Determine degrees of freedom (df). Degrees of freedom can be calculated as the number of
categories in the problem minus 1. For example, if we had four categories, then the degrees
of freedom would be 3. In our example, there are two categories (harvester ants and
thatching ants); therefore, there is 1 degree of freedom.
2.
Determine a relative standard to serve as the basis for rejecting the hypothesis. The relative
standard commonly used in biological research is p < 0.05. The p-value is the probability of
rejecting the null hypothesis (that there is no difference between observed and expected),
when the null hypothesis is true. When we pick p < 0.05, we state that there is less than a
5% chance of error of stating that there is a difference when, in fact, there is no significant
difference.
3.
Refer to a chi-square distribution table (Table B.2). Using the appropriate degrees of
freedom, locate the value corresponding to the p value of 0.05, the error probability that you
selected.
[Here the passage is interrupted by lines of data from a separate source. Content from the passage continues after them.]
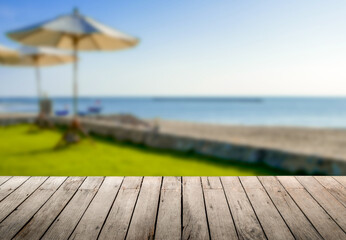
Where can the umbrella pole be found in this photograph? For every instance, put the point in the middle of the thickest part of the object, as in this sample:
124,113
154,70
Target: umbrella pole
38,82
75,81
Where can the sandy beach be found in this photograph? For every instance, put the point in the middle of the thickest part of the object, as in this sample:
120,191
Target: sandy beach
322,142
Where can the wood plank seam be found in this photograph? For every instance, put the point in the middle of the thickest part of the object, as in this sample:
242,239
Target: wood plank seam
24,198
275,206
110,208
331,192
320,204
158,205
336,179
134,207
40,206
319,232
205,207
15,188
229,208
253,209
62,209
86,208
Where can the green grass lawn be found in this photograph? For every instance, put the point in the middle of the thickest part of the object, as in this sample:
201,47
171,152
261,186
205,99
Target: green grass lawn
24,152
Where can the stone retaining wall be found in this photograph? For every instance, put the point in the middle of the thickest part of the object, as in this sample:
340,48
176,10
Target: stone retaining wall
292,162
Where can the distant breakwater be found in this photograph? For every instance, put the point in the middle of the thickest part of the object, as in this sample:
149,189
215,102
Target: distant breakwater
283,160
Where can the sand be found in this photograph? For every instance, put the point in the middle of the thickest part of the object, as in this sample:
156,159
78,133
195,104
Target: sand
330,143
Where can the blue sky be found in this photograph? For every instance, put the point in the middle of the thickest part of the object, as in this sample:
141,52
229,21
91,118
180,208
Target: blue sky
195,47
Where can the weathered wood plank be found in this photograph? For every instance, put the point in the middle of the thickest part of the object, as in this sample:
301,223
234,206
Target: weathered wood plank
119,217
94,217
314,212
63,226
195,224
11,185
4,179
169,216
329,203
15,221
295,219
244,217
219,216
142,225
50,210
341,179
19,195
272,223
334,187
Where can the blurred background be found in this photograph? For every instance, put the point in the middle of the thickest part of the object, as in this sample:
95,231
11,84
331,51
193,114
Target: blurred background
210,88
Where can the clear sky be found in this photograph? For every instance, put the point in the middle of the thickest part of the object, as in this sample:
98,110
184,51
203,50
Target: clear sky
195,47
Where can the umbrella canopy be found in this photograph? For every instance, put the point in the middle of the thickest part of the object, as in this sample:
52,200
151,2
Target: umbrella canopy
77,32
8,56
41,56
73,31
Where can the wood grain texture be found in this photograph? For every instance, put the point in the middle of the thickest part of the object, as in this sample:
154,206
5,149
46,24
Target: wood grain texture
9,186
144,216
119,217
41,221
323,223
329,203
63,226
195,224
219,217
271,221
19,195
283,207
94,217
294,218
334,187
244,217
169,216
15,221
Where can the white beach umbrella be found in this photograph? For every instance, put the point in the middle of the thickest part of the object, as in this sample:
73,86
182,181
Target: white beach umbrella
38,57
75,32
8,56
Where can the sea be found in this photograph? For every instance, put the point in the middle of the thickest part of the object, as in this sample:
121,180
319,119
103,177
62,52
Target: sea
324,112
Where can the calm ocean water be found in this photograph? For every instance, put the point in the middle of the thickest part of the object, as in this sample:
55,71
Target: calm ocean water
311,112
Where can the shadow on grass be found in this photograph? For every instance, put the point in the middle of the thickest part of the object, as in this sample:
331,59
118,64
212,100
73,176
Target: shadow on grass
193,156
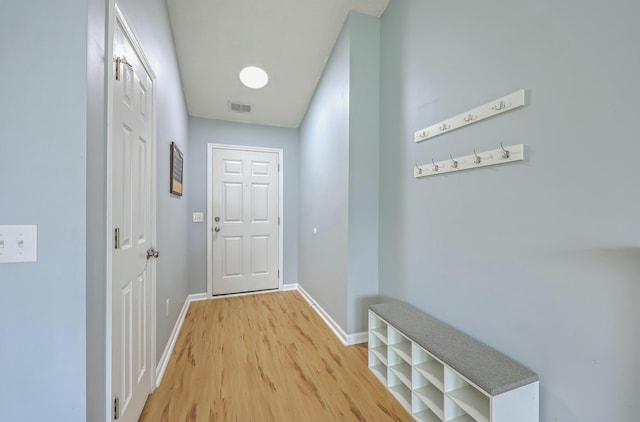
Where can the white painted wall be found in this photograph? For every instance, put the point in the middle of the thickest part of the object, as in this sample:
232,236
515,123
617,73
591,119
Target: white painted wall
538,259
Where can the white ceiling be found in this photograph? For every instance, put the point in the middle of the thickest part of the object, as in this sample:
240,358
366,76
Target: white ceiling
290,39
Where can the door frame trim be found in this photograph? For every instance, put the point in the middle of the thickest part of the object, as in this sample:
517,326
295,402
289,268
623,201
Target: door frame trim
114,16
210,148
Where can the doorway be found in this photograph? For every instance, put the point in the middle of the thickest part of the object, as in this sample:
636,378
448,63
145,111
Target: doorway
244,230
132,226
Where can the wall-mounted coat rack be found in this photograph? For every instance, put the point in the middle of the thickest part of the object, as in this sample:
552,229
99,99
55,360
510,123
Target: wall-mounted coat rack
499,106
501,155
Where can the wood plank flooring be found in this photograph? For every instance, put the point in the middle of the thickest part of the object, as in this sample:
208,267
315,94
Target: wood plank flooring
266,357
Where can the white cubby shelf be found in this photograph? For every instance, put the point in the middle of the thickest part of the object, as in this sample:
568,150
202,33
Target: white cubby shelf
440,374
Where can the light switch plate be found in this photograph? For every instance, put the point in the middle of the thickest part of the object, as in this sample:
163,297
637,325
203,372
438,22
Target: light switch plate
18,244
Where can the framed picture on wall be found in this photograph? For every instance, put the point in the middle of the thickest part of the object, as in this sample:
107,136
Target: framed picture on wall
177,159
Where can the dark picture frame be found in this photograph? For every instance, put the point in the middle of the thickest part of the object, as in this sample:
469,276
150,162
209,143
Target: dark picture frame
176,170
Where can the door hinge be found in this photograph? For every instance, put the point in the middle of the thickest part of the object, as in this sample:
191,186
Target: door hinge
119,61
117,238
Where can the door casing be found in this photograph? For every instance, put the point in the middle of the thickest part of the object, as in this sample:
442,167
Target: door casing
115,15
210,222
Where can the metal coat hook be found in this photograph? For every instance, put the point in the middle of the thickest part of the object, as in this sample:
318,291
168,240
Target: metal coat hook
454,163
500,106
505,153
477,159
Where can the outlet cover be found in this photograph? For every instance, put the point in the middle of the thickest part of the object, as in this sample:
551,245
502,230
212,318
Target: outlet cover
18,244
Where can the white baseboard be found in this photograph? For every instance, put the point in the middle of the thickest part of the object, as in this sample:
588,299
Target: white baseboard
346,339
164,359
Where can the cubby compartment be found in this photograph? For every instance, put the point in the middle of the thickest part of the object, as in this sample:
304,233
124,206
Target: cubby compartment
422,413
399,344
400,368
473,402
428,367
401,392
378,328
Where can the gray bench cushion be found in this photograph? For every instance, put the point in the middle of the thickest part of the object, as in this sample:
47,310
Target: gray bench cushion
487,368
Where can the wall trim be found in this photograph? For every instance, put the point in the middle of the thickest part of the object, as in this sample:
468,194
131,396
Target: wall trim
346,339
166,355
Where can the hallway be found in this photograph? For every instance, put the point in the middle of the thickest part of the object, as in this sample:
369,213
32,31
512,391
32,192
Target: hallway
266,357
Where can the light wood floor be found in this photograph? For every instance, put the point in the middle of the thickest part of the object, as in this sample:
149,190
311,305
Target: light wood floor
266,357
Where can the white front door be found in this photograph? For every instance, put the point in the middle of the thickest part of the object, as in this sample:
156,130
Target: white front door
132,147
245,219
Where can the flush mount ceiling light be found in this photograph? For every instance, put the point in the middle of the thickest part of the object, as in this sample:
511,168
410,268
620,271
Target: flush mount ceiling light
253,77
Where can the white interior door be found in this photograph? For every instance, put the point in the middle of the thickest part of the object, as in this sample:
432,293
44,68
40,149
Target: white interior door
245,213
132,146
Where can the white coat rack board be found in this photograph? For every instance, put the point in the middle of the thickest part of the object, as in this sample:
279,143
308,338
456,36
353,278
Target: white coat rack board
494,108
500,155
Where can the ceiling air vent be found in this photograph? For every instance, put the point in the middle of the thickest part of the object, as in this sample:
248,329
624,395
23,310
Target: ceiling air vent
240,108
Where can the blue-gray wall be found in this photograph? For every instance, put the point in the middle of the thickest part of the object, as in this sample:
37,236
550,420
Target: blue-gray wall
339,140
96,214
540,259
53,149
43,153
324,187
203,132
364,148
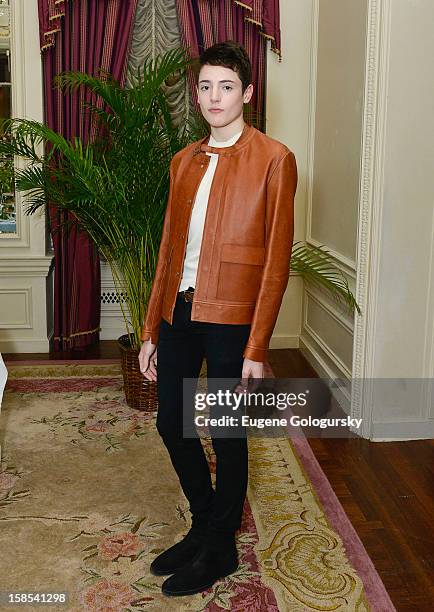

If your χ2 value is greater than the value corresponding to the p value of 0.05,
then you reject the null hypothesis. You conclude that the observed numbers are
significantly different from the expected. In this example your calculated χ2 value, 6.08, is
larger than the table χ2 value of 3.84 (df = 1, p = 0.05). Therefore, you may reject the null
hypothesis which provides support for the research hypothesis. Therefore, when exposed to
equal numbers of harvester ants and thatching ants, horned lizards eat significantly more of
one species. Differences between the mean numbers of ants eaten cannot be entirely
attributed to chance.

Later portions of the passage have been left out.